MessageSerializer.encode... functions not serializing proper Avro #87

Open
xgamer4 opened this issue Dec 3, 2020 · 4 comments
Open
Labels
bug Something isn't working help wanted Extra attention is needed

Comments

@xgamer4
Copy link
Contributor

xgamer4 commented Dec 3, 2020

Describe the bug
The MessageSerializer.encode... functions don't output proper Avro. When serializing a record using MessageSerializer/FaustSerializer the binary doesn't conform to proper Avro, and isn't parsed properly when read back from something that isn't a MessageSerializer instance.

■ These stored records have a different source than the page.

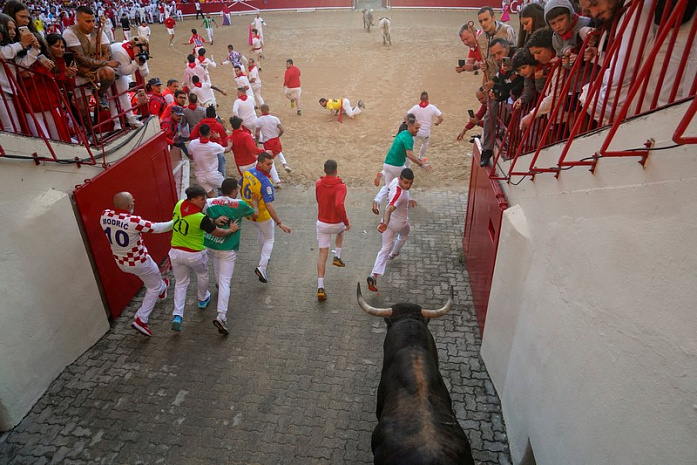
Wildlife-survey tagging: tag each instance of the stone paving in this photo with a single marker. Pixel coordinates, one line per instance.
(294, 382)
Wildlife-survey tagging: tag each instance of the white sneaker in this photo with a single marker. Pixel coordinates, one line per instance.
(135, 122)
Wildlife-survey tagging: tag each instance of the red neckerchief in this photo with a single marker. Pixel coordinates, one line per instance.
(129, 49)
(187, 208)
(570, 33)
(262, 171)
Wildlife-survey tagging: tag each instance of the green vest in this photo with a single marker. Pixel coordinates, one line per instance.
(186, 231)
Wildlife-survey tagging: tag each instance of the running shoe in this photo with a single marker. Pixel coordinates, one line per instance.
(142, 327)
(163, 296)
(204, 303)
(261, 274)
(221, 325)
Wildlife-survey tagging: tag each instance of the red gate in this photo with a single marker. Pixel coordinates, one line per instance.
(485, 205)
(146, 173)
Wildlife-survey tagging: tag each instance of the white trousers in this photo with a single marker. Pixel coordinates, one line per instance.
(393, 240)
(256, 88)
(390, 172)
(266, 238)
(183, 263)
(149, 273)
(223, 267)
(346, 106)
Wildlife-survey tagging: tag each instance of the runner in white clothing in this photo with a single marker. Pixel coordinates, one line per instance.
(425, 114)
(123, 231)
(269, 132)
(244, 108)
(255, 82)
(205, 156)
(395, 226)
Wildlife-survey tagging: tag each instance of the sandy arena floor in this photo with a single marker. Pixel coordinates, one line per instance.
(337, 58)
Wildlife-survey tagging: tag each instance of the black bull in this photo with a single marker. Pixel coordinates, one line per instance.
(416, 422)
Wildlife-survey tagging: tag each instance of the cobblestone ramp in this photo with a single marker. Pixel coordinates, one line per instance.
(294, 382)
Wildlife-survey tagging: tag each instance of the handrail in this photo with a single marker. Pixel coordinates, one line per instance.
(84, 131)
(619, 83)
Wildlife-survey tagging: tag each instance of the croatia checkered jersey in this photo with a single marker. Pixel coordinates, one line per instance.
(123, 231)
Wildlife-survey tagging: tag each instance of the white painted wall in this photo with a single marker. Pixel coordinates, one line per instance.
(51, 311)
(591, 331)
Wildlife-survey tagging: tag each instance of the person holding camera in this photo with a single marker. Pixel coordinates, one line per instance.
(131, 56)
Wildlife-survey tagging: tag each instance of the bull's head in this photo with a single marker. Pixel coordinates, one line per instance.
(387, 312)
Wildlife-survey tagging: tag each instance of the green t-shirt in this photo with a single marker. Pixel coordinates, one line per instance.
(235, 209)
(186, 230)
(397, 154)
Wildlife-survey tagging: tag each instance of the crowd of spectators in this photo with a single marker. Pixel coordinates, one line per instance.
(543, 78)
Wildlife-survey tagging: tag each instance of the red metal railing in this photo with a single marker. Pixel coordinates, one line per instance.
(642, 65)
(43, 107)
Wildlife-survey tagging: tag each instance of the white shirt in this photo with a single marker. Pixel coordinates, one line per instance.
(144, 31)
(242, 81)
(425, 117)
(204, 93)
(245, 110)
(397, 197)
(205, 156)
(268, 127)
(126, 65)
(254, 74)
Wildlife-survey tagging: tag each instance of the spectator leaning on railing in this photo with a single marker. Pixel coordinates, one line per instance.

This is particularly problematic when using registry-schema with Faust, as the recommended Faust integration examples use MessageSerializer. The expected behavior in such a case is that MessageSerializer will take the record and serialize it to Avro, which will then get passed to whatever Faust has for its backend (likely Kafka). Because it's not actually proper Avro, this means that any other program not backed by a MessageSerializer will try to read in the message and parse it (because from all appearances it should be proper Avro backed by a schema in a schema-registry) and fail.

To Reproduce

schema = {"type": "record",
          "name": "Example",
          "fields": [{"name": "ID", "type": "long"}],
          }
schema = AvroSchema(schema)
schema_client = SchemaRegistryClient(url='http://schema-registry:8081')
serializer = MessageSerializer(schema_client)
maybe_avro = serializer.encode_record_with_schema('example', schema, {'ID': 42})
fastavro_deserialized = fastavro.schemaless_reader(io.BytesIO(maybe_avro), schema.schema)
serializer_deserialized = serializer.decode_message(maybe_avro)
print(fastavro_deserialized)
print(serializer_deserialized)
exit()

this outputs:

{'ID': 0}
{'ID': 42}

Expected behavior
The above code should output:

{'ID': 42}
{'ID': 42}

Thoughts
So it looks like the reason this happens is because MessageSerializer appends the schema id to the front of the binary output (message_serializer.py, lines 103 on):

        with ContextStringIO() as outf:
            # Write the magic byte and schema ID in network byte order (big endian)
            outf.write(struct.pack(">bI", MAGIC_BYTE, schema_id))

            # write the record to the rest of the buffer
            writer(record, outf)

            return outf.getvalue()

This looks like it's done to keep track of the schema id for deserialization, but it breaks any other ways to deserialize the message.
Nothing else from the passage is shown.